Commodities Agrícolas - 13/09/2013

Veículo: Valor Economico

Seção: Agronegócios

 

Chuvas a caminho A melhora das previsões climáticas para as principais regiões produtoras de café do Brasil puxou para baixo os preços do grão ontem na bolsa de Nova York. Os contratos com vencimento em dezembro fecharam com uma desvalorização de 20 pontos, a US$ 1,2060 por libra-peso. No pregão de quarta-feira, o café subiu 3,55%, a maior alta em mais de 8 meses, em meio às tensões com o clima seco no Brasil, que é o maior fornecedor mundial da commodity. Mas, de acordo com a Somar Meteorologia, as chuvas devem voltar a atingir os cafezais brasileiros na segunda metade de setembro. No mercado doméstico, a saca de 60,5 quilos do grão de boa qualidade oscilou entre a mínima de R$ 285,00 e a máxima de R$ 290,00, de acordo com o Escritório Carvalhaes.
 
Novos ganhos O cacau voltou a avançar ontem em Nova York, em meio às contínuas preocupações com o tempo seco no oeste da África, onde estão os maiores fornecedores mundiais da amêndoa. Os papéis com entrega em dezembro encerraram com ganhos de US$ 20, a US$ 2.591 por tonelada. A tensão é crescente com a oferta porque a demanda tem dado sinais de recuperação. Além disso, importantes produtores, caso de Costa do Marfim e Gana, já venderam boa parte da safra de forma antecipada, o que torna ainda mais apertada a disponibilidade da commodity neste segundo semestre.

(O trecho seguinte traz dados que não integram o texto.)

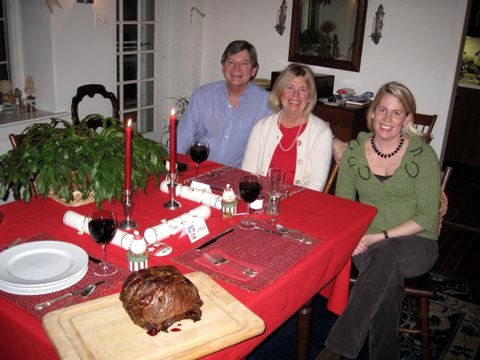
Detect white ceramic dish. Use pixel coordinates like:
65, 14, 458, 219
0, 240, 88, 292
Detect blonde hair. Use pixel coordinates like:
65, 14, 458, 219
367, 81, 428, 141
268, 64, 317, 115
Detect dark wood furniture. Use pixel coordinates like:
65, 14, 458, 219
445, 86, 480, 166
313, 103, 368, 142
71, 84, 120, 129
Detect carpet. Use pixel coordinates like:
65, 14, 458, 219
400, 273, 480, 360
247, 273, 480, 360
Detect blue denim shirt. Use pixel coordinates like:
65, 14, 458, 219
177, 80, 272, 167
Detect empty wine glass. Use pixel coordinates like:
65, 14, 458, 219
88, 209, 118, 276
189, 140, 210, 177
237, 174, 262, 230
266, 168, 285, 222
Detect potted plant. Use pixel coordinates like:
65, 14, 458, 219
0, 114, 166, 206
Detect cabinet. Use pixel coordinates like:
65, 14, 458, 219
313, 103, 368, 142
445, 86, 480, 166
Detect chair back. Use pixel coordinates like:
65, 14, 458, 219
71, 84, 120, 129
413, 113, 437, 144
8, 134, 37, 197
438, 166, 453, 233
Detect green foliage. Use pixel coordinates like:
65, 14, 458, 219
0, 114, 166, 205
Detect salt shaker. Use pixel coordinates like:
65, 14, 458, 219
222, 184, 238, 219
127, 230, 148, 271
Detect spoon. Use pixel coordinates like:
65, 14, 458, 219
35, 281, 105, 310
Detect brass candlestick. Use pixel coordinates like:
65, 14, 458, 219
163, 172, 182, 210
118, 190, 138, 231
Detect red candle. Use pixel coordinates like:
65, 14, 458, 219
169, 109, 177, 174
125, 119, 132, 190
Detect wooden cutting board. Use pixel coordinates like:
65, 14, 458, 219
43, 272, 265, 360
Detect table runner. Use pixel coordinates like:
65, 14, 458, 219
172, 227, 321, 292
188, 166, 305, 196
0, 233, 130, 320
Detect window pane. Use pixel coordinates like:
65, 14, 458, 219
123, 54, 137, 81
140, 53, 155, 79
140, 81, 153, 106
123, 84, 137, 109
142, 24, 155, 50
123, 0, 137, 21
142, 0, 155, 21
140, 109, 155, 134
123, 25, 137, 51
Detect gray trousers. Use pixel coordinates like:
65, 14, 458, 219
325, 236, 438, 360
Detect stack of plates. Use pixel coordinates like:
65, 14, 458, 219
0, 240, 88, 295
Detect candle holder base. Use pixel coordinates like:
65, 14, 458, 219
163, 199, 182, 210
118, 219, 138, 232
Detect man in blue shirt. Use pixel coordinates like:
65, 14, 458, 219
177, 40, 272, 167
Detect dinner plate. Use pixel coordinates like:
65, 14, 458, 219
0, 240, 88, 288
0, 266, 88, 295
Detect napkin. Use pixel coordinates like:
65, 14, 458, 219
63, 210, 133, 250
194, 249, 263, 282
160, 180, 222, 210
143, 205, 211, 244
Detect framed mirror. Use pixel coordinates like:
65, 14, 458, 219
288, 0, 368, 72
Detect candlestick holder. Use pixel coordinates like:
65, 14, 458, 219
118, 190, 137, 231
163, 172, 182, 210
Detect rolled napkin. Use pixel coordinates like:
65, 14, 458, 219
143, 205, 211, 244
63, 210, 133, 250
160, 180, 222, 210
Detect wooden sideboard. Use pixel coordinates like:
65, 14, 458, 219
313, 103, 368, 142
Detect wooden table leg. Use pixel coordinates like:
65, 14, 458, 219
297, 299, 312, 360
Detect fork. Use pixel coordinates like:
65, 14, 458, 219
203, 253, 257, 277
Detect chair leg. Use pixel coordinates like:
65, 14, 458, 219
297, 299, 313, 360
419, 297, 430, 360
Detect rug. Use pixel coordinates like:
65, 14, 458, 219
247, 273, 480, 360
400, 273, 480, 360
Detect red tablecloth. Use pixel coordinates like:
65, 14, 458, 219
0, 156, 376, 359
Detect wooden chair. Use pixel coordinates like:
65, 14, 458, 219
71, 84, 120, 129
413, 113, 437, 144
8, 134, 37, 197
350, 166, 452, 359
323, 160, 340, 194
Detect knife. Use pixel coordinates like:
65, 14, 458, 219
195, 227, 235, 251
35, 280, 105, 310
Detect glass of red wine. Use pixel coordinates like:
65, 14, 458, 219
189, 140, 210, 177
237, 174, 262, 230
88, 208, 118, 276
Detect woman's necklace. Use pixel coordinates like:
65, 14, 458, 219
370, 134, 405, 159
278, 111, 305, 152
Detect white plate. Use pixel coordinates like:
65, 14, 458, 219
0, 266, 88, 295
0, 240, 88, 287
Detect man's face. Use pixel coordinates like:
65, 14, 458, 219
222, 50, 257, 86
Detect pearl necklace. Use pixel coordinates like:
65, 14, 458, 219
277, 111, 305, 152
370, 134, 405, 159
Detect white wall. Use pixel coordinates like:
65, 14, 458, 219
169, 0, 468, 160
20, 0, 117, 114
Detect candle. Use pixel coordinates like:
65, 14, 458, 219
125, 119, 132, 190
170, 109, 177, 174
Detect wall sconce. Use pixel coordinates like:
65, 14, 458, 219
370, 4, 385, 45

A colheita da principal safra de cacau africana começa em outubro. Em Ilhéus e Itabuna (BA), o valor médio da arroba ficou em R$ 88,00, segundo a Central Nacional de Produtores de Cacau.
 
Maturação atrasada As cotações do suco de laranja alcançaram o maior valor em cinco semanas na bolsa de Nova York, depois de o Departamento de Agricultura dos Estados Unidos (USDA) ter indicado que a maturação das lavouras da fruta no país está abaixo do ritmo do ano passado. Assim, os contratos com vencimento em janeiro encerraram em forte alta de 360 pontos na sessão passada, a US$ 139,40 por libra-peso. Contudo, o órgão americano manteve a projeção de colheita de 133,4 milhões de caixas de laranja na Flórida. A previsão para todo o país também ficou inalterada, em 192,7 milhões de toneladas. No mercado spot de São Paulo, a caixa de 40,8 quilos da laranja destinada às indústrias permaneceu estável, a R$ 7,14, de acordo com levantamento do Cepea/Esalq.
 
Otimismo com a China O algodão subiu ontem em Nova York, apesar do relatório baixista divulgado pelo Departamento de Agricultura dos EUA (USDA). Os lotes com vencimento em dezembro fecharam em alta de 40 pontos, a 84,75 centavos de dólar por libra-peso. O USDA elevou a previsão para a safra mundial em mais de um milhão de fardos, a 117,42 milhões de fardos. No entanto, reduziu a estimativa para os embarques americanos, agora projetados em 10,4 milhões de fardos na safra 2013/14, 2% abaixo do apontado em agosto. Analistas creem que o otimismo com dados econômicos da China (maior consumidor global de algodão) ajudou a anular os efeitos negativos dessas previsões. No oeste da Bahia, a arroba ficou em R$ 68,78, segundo a Associação de Agricultores e Irrigantes da Bahia (Aiba).